R: Generate nested count/percent for two or three levels

nested_freq {tidytlg}

R Documentation

Generate nested count/percent for two or three levels

Description

This will call freq() multiple times and combine the levels together. This is useful for adverse event and concomitant mediations.

Usage

nested_freq(
  df,
  denom_df = df,
  colvar = NULL,
  tablebyvar = NULL,
  rowvar = NULL,
  rowbyvar = NULL,
  statlist = getOption("tidytlg.nested_freq.statlist.default"),
  decimal = 1,
  cutoff = NULL,
  cutoff_stat = "pct",
  subset = TRUE,
  descending_by = NULL,
  display_missing = FALSE,
  rowtext = NULL,
  row_header = NULL,
  .keep = TRUE,
  .ord = FALSE,
  ...
)

Arguments

`df`	(required) dataframe containing the two levels to summarize
`denom_df`	(optional) dataframe containing records to use as the denominator (default = df)
`colvar`	(required) treatment variable within df to use to summarize
`tablebyvar`	(optional) repeat entire table by variable within df.
`rowvar`	(required) nested levels separated by a star, for example AEBODSYS*AEDECOD, this can handle up to three levels.
`rowbyvar`	(optional) repeat `rowvar` by variable within df
`statlist`	(optional) count/percent type to return (default = "n (x.x)")
`decimal`	(optional) decimal precision root level (default = 1)
`cutoff`	(optional) numeric value used to cut the data to a percentage threshold, if any column meets the threshold the entire record is kept.
`cutoff_stat`	(optional) The value to cutoff by, n or pct. (default = 'pct')
`subset`	(optional) An R expression that will be passed to a `dplyr::filter()` function to subset the data.frame
`descending_by`	(optional) The column or columns to sort descending values by. Can also provide a named list to do ascending order. ex. c("VarName1" = "asc", "VarName2" = "desc") would sort by VarName1 in ascending order and VarName2 in descending order. If not provided, the columns will be sorted alphabetically.
`display_missing`	(optional) Should the "missing" values be displayed? (default = FALSE)
`rowtext`	(optional) A character vector used to rename the `label` column. If named, names will give the new level and values will be the replaced value. If unnamed, and the table has only one row, the `rowtext` will rename the `label` of the row.
`row_header`	(optional) A character vector to be added to the table.
`.keep`	(optional) Should the `rowbyvar` and `tablebyvar` be output in the table. If FALSE, `rowbyvar` will still be output in the `label` column. (default = TRUE)
`.ord`	Should the ordering columns be output with the table? This is useful if a table needs to be merged or reordered in any way after build.
`...`	(optional) Named arguments to be included as columns on the table.

Value

A dataframe of nested results by colvar and optional tablebyvar. There are a few additional variable sets added to support multiple requirements.

The level variables (level1_, level2_, level3_) will carry down the counts for each level to every record. This allows for easy sorting of nested groups.

The header variables (header1, header2, header3) will flag the header for each level to ensure each level header is sorted to the top of the level.

The n variables ("n_") provide a numeric variable containing frequency for each colvar. This can be used to sort and filter records.
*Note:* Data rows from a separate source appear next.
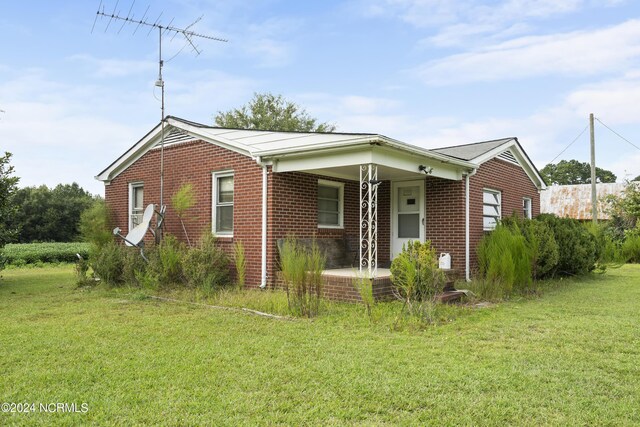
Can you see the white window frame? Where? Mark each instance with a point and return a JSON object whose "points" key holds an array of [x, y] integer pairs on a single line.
{"points": [[499, 205], [214, 202], [340, 187], [527, 208], [132, 187]]}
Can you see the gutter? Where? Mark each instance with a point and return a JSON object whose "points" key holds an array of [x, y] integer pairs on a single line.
{"points": [[263, 277], [467, 243]]}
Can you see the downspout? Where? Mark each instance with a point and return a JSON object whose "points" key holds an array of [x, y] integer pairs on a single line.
{"points": [[263, 280], [467, 243]]}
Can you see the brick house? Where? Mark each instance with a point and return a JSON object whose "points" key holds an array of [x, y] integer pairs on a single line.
{"points": [[369, 191]]}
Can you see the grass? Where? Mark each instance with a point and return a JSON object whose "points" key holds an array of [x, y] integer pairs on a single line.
{"points": [[568, 358], [20, 254]]}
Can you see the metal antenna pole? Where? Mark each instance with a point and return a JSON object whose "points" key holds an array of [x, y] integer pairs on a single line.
{"points": [[161, 83], [186, 32], [594, 196]]}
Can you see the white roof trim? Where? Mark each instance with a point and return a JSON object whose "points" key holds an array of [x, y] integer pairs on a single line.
{"points": [[315, 143], [519, 154]]}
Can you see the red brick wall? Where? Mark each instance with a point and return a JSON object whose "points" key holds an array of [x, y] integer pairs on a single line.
{"points": [[293, 205], [446, 206], [292, 201], [194, 162]]}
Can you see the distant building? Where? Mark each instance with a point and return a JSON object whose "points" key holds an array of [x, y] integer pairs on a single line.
{"points": [[574, 201]]}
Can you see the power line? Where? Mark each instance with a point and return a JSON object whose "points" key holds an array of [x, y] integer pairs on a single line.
{"points": [[620, 136], [570, 144]]}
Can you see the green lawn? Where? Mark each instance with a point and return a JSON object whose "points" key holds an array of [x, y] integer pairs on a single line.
{"points": [[568, 358]]}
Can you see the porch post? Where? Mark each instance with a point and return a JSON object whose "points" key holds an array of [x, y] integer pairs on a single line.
{"points": [[369, 219]]}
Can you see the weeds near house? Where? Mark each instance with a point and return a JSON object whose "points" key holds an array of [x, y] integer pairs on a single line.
{"points": [[206, 266], [241, 263], [302, 274], [505, 260], [418, 280], [364, 286]]}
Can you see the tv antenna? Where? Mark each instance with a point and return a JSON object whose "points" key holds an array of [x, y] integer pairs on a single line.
{"points": [[188, 34]]}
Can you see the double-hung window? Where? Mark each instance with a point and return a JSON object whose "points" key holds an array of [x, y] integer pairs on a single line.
{"points": [[222, 220], [136, 203], [491, 209], [526, 208], [330, 204]]}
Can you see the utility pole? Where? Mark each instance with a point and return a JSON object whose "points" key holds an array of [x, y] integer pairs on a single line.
{"points": [[594, 199]]}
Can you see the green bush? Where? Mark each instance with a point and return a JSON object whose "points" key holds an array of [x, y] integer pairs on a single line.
{"points": [[302, 275], [607, 249], [541, 242], [415, 272], [107, 263], [95, 224], [165, 261], [32, 253], [206, 266], [505, 260], [631, 248], [577, 247]]}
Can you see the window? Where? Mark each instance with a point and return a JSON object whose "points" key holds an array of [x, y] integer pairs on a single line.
{"points": [[136, 204], [330, 204], [526, 208], [491, 209], [222, 220]]}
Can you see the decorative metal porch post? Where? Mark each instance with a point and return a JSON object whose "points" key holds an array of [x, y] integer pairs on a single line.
{"points": [[369, 219]]}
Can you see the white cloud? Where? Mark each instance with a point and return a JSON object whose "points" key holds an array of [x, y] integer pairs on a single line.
{"points": [[579, 53], [105, 68]]}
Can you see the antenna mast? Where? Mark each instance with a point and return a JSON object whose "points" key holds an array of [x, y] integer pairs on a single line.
{"points": [[188, 35]]}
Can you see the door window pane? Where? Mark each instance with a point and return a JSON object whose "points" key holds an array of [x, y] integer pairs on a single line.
{"points": [[409, 226]]}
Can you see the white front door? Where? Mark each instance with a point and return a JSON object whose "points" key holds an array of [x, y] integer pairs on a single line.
{"points": [[407, 214]]}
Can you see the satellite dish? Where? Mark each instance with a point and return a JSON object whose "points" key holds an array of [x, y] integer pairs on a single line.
{"points": [[136, 235]]}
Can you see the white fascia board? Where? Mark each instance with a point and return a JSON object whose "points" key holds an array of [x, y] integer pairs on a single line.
{"points": [[150, 140], [131, 155], [369, 140], [519, 154], [327, 160], [201, 133], [354, 156], [384, 156]]}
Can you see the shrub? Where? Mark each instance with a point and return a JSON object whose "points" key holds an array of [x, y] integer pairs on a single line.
{"points": [[631, 249], [95, 224], [107, 262], [541, 242], [505, 260], [206, 266], [607, 250], [576, 245], [415, 272], [364, 286], [417, 280], [31, 253], [165, 262], [302, 275], [241, 263]]}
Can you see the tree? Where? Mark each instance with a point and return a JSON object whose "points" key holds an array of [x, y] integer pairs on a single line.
{"points": [[270, 112], [574, 172], [8, 188], [47, 215]]}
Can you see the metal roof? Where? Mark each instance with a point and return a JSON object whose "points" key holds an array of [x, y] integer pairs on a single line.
{"points": [[276, 146], [574, 201], [472, 151]]}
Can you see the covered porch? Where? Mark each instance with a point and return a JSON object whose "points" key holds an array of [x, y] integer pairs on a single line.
{"points": [[387, 222]]}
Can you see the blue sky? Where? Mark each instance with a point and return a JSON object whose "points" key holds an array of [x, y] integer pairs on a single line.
{"points": [[428, 72]]}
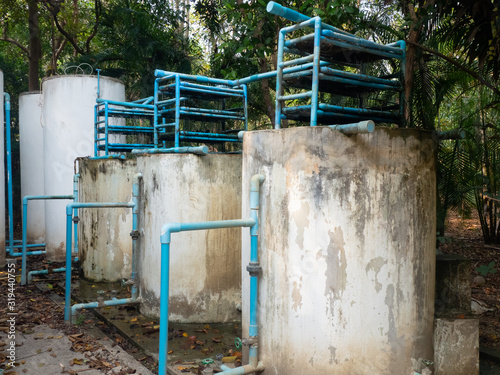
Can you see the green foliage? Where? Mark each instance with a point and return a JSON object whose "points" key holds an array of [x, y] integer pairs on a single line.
{"points": [[487, 269]]}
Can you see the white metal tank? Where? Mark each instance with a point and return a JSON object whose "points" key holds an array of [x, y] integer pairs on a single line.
{"points": [[68, 133], [104, 233], [2, 180], [205, 271], [347, 249], [31, 154]]}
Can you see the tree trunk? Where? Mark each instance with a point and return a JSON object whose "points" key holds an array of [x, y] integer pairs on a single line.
{"points": [[35, 46]]}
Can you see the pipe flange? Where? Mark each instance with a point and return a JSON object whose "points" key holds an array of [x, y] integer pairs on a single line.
{"points": [[134, 234], [254, 269]]}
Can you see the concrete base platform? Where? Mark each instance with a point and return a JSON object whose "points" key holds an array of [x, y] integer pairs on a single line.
{"points": [[456, 346]]}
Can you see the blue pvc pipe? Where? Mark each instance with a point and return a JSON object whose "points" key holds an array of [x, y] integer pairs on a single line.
{"points": [[43, 272], [199, 150], [107, 157], [255, 183], [9, 172], [355, 128], [24, 252], [284, 12], [91, 305], [76, 178], [69, 213], [166, 231]]}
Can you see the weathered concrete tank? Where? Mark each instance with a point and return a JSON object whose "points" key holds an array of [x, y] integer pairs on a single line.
{"points": [[347, 248], [68, 133], [105, 245], [31, 154], [205, 266]]}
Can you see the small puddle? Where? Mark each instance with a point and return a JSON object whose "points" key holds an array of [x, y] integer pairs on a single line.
{"points": [[188, 344]]}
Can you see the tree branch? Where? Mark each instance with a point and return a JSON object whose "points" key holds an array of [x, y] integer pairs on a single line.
{"points": [[458, 65], [54, 10], [5, 38], [94, 30]]}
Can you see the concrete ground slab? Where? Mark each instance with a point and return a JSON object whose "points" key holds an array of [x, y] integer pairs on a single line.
{"points": [[43, 350]]}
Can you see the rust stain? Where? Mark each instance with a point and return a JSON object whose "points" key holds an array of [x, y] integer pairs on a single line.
{"points": [[296, 296]]}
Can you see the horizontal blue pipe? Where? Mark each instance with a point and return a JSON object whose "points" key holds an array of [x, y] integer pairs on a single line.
{"points": [[31, 245], [284, 12], [107, 157], [364, 43], [207, 139], [170, 228], [199, 150], [71, 206], [93, 305], [125, 104], [213, 135], [43, 272], [360, 127], [301, 95]]}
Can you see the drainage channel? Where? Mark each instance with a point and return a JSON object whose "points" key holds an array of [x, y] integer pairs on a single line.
{"points": [[189, 344]]}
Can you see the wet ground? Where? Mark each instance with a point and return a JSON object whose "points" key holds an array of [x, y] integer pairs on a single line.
{"points": [[188, 344]]}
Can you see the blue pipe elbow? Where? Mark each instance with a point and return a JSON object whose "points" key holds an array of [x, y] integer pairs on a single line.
{"points": [[284, 12]]}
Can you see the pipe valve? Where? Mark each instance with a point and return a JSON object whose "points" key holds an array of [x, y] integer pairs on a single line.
{"points": [[134, 234], [254, 269]]}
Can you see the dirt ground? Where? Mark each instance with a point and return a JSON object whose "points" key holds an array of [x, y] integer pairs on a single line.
{"points": [[463, 236]]}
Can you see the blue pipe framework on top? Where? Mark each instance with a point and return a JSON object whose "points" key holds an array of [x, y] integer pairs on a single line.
{"points": [[69, 310], [253, 268], [305, 65]]}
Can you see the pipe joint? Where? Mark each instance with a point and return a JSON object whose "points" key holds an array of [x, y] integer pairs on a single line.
{"points": [[254, 269], [135, 235], [250, 341]]}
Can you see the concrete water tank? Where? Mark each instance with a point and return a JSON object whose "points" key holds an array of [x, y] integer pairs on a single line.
{"points": [[104, 233], [68, 133], [347, 249], [2, 180], [205, 272], [31, 153]]}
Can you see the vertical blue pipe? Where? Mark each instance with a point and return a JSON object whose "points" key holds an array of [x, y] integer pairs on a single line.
{"points": [[177, 109], [67, 296], [135, 233], [254, 266], [9, 172], [155, 109], [402, 45], [245, 105], [164, 297], [106, 131], [96, 132], [98, 82], [315, 77], [76, 178], [279, 80], [24, 239]]}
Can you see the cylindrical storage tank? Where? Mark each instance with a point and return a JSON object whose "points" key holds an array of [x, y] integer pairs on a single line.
{"points": [[31, 154], [347, 249], [105, 245], [68, 133], [2, 180], [205, 266]]}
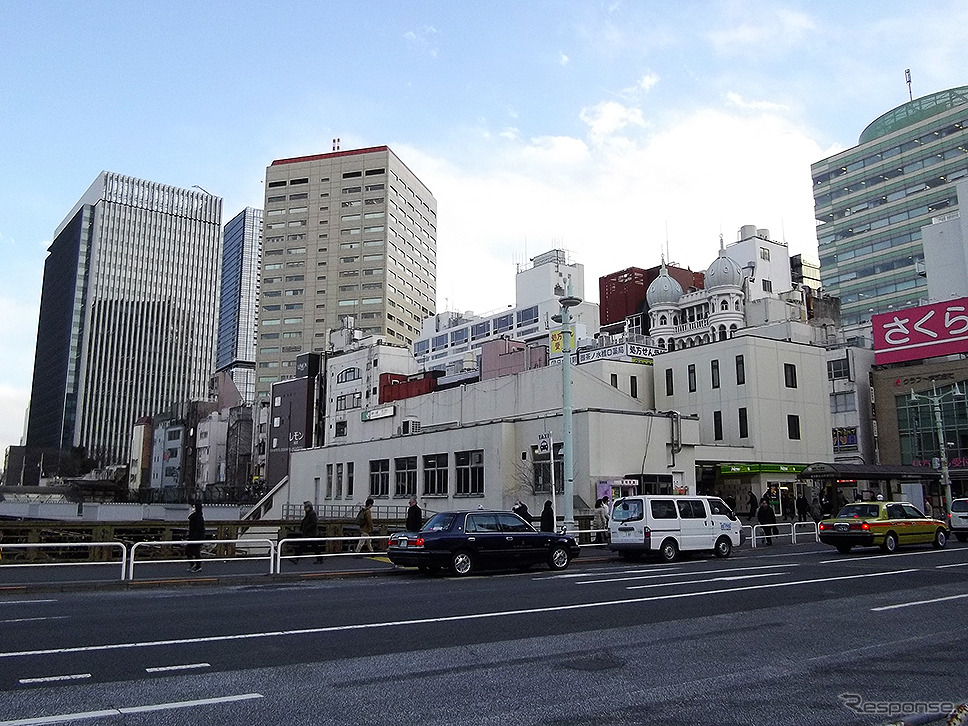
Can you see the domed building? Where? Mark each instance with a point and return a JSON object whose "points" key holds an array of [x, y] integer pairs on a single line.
{"points": [[682, 320]]}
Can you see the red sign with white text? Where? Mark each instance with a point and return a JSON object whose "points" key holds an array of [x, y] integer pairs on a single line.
{"points": [[927, 331]]}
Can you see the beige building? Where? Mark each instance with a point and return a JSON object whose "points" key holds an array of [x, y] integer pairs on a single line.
{"points": [[348, 234]]}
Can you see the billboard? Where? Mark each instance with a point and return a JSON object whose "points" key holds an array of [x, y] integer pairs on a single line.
{"points": [[927, 331]]}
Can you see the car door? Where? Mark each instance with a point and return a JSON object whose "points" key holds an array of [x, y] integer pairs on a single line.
{"points": [[523, 543], [695, 525], [484, 538]]}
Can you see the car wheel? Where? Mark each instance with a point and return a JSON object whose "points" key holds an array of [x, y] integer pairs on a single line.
{"points": [[890, 543], [559, 558], [668, 550], [940, 539], [461, 563]]}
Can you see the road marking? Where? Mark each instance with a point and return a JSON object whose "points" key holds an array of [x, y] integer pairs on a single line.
{"points": [[107, 713], [187, 666], [893, 555], [678, 574], [700, 582], [51, 679], [918, 602], [434, 621]]}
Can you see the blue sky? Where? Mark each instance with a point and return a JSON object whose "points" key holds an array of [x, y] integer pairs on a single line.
{"points": [[613, 129]]}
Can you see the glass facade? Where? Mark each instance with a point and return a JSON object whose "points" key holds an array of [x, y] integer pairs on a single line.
{"points": [[239, 300], [127, 324], [872, 200]]}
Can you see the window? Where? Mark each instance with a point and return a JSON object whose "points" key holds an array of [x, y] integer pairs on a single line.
{"points": [[435, 475], [405, 477], [842, 402], [380, 478], [838, 369], [470, 472]]}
The pct variables ("pct_") provide a numeric variable containing percentages for each colvar. This can be used to sort and filter records.

Examples

adae <- data.frame(
      SITEID = c("100", "100", "100","200", "200", "200"),
      USUBJID = c("Demo1-101", "Demo1-102", "Demo1-103",
                  "Demo1-104", "Demo1-105", "Demo1-106"),
      AEBODSYS = c("Cardiac disorders", "Cardiac disorders",
                   "Respiratory, thoracic and mediastinal disorders",
                   "Infections and infestations",
                   "Skin and subcutaneous tissue disorders",
                   "Infections and infestations"),
      AEDECOD = c("Arrhythmia supraventricular", "Cardiac failure",
                  "Chronic obstructive pulmonary disease", "Pneumonia",
                  "Pustular psoriasis", "Upper respiratory tract infection"),
      colnbr = structure(
        c(1L, 2L, 3L, 1L,  2L, 3L),
        .Label = c("Active", "Placebo", "Comparator"),
        class = "factor"
      )
    )

# Frequency and percent for two levels of nesting
nested_freq(adae
           ,colvar = "colnbr"
           ,rowvar = "AEBODSYS*AEDECOD"
           ,statlist = statlist("n (x.x%)"))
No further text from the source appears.